Le rapport de Fromental Halévy avec les autorités consistoriales israélite fut courtois mais distant. Halévy accepta de siéger, en 1851, dans la première Commission du chant chargée de la réorganisation de la musique du culte israélite. Dissoute en 1852, cette commission fut réactivée en 1855, puis en 1858. Fromental Halévy y occupait le poste honorifique de Président et prêta son aide, avant sa mort en 1862, à la publication des mélodies de Israel Lovy[3]Voir l’article de Hervé Roten, « Le patrimoine musical de la Grande Synagogue de la Victoire », La synagogue de la Victoire, 150 ans du judaïsme français, éditions Porte-plume, 2017.

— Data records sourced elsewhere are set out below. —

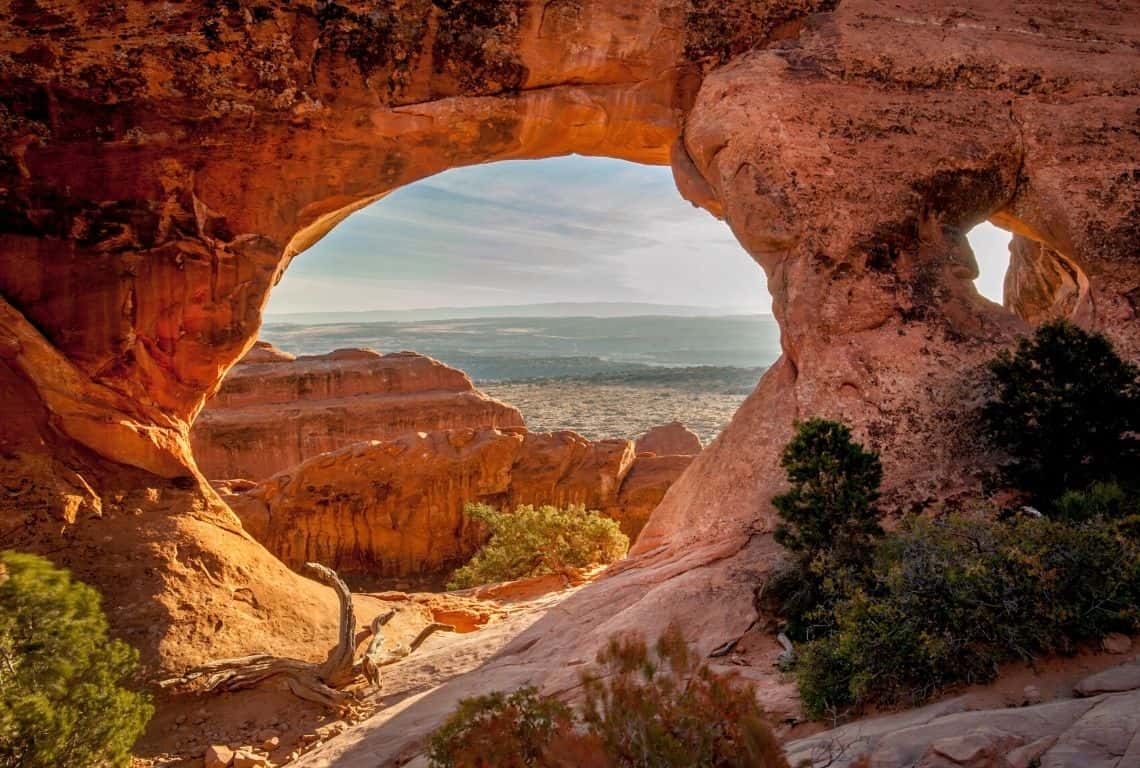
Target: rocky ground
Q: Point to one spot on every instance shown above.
(602, 409)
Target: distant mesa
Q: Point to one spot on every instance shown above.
(275, 410)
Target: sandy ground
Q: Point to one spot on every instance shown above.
(269, 720)
(615, 410)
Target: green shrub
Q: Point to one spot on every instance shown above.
(1067, 411)
(62, 701)
(828, 520)
(538, 540)
(497, 730)
(659, 708)
(667, 709)
(950, 599)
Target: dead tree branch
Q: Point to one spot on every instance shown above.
(324, 683)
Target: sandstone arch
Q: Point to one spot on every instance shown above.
(151, 195)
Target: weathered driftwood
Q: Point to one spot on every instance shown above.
(379, 655)
(322, 683)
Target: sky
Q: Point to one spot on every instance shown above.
(566, 229)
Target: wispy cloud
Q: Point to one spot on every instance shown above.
(527, 231)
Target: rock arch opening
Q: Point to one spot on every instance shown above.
(991, 251)
(1032, 278)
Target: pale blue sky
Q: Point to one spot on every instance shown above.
(567, 229)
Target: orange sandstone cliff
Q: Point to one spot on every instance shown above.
(162, 164)
(275, 410)
(396, 507)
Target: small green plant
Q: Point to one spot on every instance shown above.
(62, 695)
(659, 708)
(828, 521)
(952, 598)
(667, 709)
(1067, 411)
(497, 730)
(539, 540)
(835, 483)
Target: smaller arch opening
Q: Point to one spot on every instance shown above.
(1026, 276)
(991, 251)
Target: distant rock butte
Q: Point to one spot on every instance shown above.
(395, 507)
(275, 410)
(672, 439)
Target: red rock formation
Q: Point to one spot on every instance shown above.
(395, 507)
(673, 439)
(274, 410)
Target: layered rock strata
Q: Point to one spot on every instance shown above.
(396, 507)
(274, 410)
(161, 166)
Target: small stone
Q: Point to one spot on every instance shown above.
(244, 759)
(218, 757)
(1116, 643)
(1028, 756)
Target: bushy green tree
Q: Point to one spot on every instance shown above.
(539, 540)
(1067, 411)
(62, 695)
(659, 708)
(952, 598)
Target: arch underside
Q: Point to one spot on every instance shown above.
(152, 201)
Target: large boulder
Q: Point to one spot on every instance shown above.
(672, 439)
(396, 507)
(275, 410)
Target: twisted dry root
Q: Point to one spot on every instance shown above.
(324, 683)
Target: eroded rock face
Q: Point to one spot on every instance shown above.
(395, 507)
(160, 168)
(275, 410)
(1100, 730)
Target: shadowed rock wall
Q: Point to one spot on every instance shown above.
(160, 168)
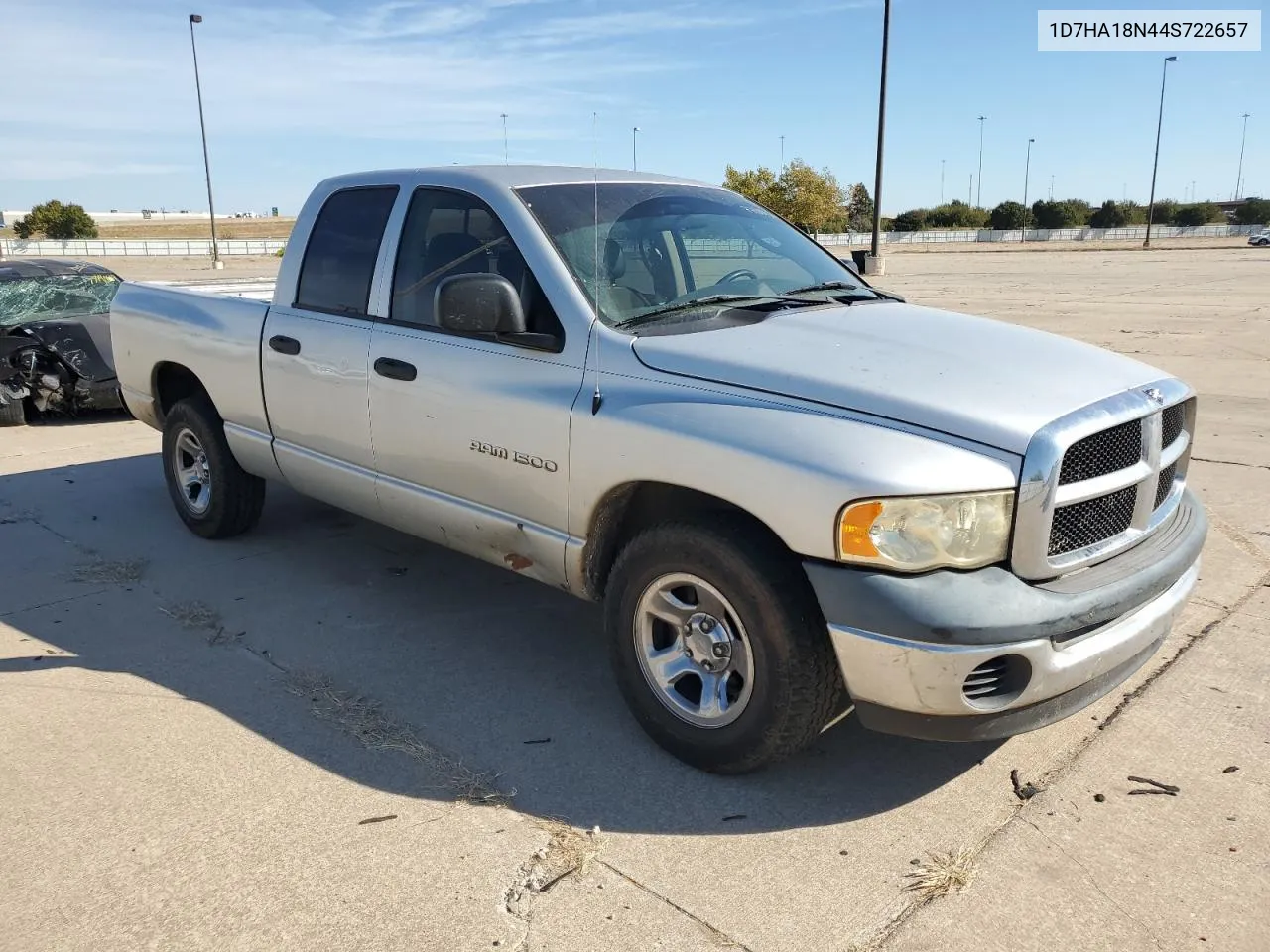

A la fin de son ouvrage, Karl Leich-Galland résume fort bien le rapport de Fromental Halévy à sa judéité : « Après 16 ans de mariage, il était fort surpris par l’observance stricte de la fête de la pâque juive dans la famille de son épouse, et exprime en 1859 en privé son désaccord avec ‘les dévots, les pieux, les purs’ du judaïsme. Mais cela ne signifie nullement une rupture avec le ‘Dieu de ses pères’ (La Juive, n° 8) et les institutions juives. Halévy a été membre du Consistoire, composa pour la synagogue et dit publiquement en 1848, au moment de la désignation des candidats pour les élections à l’Assemblée nationale, à l’abbé Deguerry en lui donnant une fraternelle accolade que ‘nous adorons le même Dieu, nous ne suivons pas le même culte’. A la différence d’autres artistes dont les parents furent de confession juive, Halévy ne cachait pas son appartenance religieuse. Il est alors tout à fait compréhensible que le célèbre compositeur était la fierté de ses coreligionnaires. » (p. 128).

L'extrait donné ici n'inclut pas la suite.